Although HMOs hoped to improve on the fee-for-service model (by capping payments to physicians), they still lived within it. They still paid physicians based on fee-for-service billing, which the HMO viewed as fine so long as the physicians stayed under a cap. In this way, HMOs created conflict within individual physicians and among groups of physicians—how to maximize each physician’s income while not going over the cap?

Instead of using the fee-for-service model, the ACO model bases payments to providers on whether the providers collectively can render high-quality care at a cost lower than a given benchmark. To calculate the benchmark, the global cost of a population of patients is observed under the old, fee-for-service model. That is the baseline cost. Then, going forward, physicians and hospitals together receive a lump-sum payment for the year. If they take better care of their patients—focusing on quality of care and outcomes—they save the system money.

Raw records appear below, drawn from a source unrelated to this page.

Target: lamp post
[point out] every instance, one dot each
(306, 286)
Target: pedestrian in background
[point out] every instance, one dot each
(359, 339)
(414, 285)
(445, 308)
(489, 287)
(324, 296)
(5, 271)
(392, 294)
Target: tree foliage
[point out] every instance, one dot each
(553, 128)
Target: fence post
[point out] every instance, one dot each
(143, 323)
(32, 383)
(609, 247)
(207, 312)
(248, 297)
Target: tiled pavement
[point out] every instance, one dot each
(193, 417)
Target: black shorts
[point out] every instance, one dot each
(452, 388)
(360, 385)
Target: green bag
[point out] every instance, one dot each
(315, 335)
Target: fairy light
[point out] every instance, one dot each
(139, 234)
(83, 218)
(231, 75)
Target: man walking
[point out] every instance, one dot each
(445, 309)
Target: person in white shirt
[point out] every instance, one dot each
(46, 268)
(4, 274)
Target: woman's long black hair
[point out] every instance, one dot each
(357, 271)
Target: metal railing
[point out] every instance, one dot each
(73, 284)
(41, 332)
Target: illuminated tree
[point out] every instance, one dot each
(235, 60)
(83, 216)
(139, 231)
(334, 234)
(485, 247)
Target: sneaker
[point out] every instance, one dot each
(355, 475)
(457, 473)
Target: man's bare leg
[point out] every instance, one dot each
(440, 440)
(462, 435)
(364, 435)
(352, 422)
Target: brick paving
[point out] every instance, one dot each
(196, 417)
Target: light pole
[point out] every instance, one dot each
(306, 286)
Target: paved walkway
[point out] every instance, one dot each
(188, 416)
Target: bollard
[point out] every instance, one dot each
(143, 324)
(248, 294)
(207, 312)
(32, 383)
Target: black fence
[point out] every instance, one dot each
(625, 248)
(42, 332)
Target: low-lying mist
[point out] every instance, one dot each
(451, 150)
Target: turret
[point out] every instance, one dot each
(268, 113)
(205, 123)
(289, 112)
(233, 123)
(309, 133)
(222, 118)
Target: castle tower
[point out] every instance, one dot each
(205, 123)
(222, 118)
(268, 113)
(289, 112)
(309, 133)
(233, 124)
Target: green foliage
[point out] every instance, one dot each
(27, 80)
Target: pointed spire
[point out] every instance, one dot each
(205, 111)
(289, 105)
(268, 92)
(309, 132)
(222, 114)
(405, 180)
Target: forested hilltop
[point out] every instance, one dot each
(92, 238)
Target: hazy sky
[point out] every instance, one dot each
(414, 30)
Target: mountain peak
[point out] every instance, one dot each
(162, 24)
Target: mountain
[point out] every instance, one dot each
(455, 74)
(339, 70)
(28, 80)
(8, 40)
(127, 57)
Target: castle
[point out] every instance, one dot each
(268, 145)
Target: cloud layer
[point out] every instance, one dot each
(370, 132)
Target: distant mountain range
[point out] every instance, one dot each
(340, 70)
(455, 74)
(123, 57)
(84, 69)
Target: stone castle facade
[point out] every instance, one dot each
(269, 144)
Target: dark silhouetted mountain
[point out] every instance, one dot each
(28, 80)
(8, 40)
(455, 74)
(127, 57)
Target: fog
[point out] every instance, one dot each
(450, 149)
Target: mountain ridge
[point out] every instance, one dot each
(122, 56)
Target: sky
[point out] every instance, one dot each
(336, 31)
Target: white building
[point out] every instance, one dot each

In order to force savings overall, the lump-sum payment is lower than the baseline cost, usually by 1 to 2%. In a fascinating set of trial demonstrations, ACOs have been shown to work.

Whether ACOs succeed or not in the long-term depends on how well they allow patients to enjoy a higher quality of care while also paying a smaller bill. If ACOs only focus on saving money instead of also on quality of care, then they will revert to being "advanced HMOs" and will lose their most redeeming value—making patients better while costing less.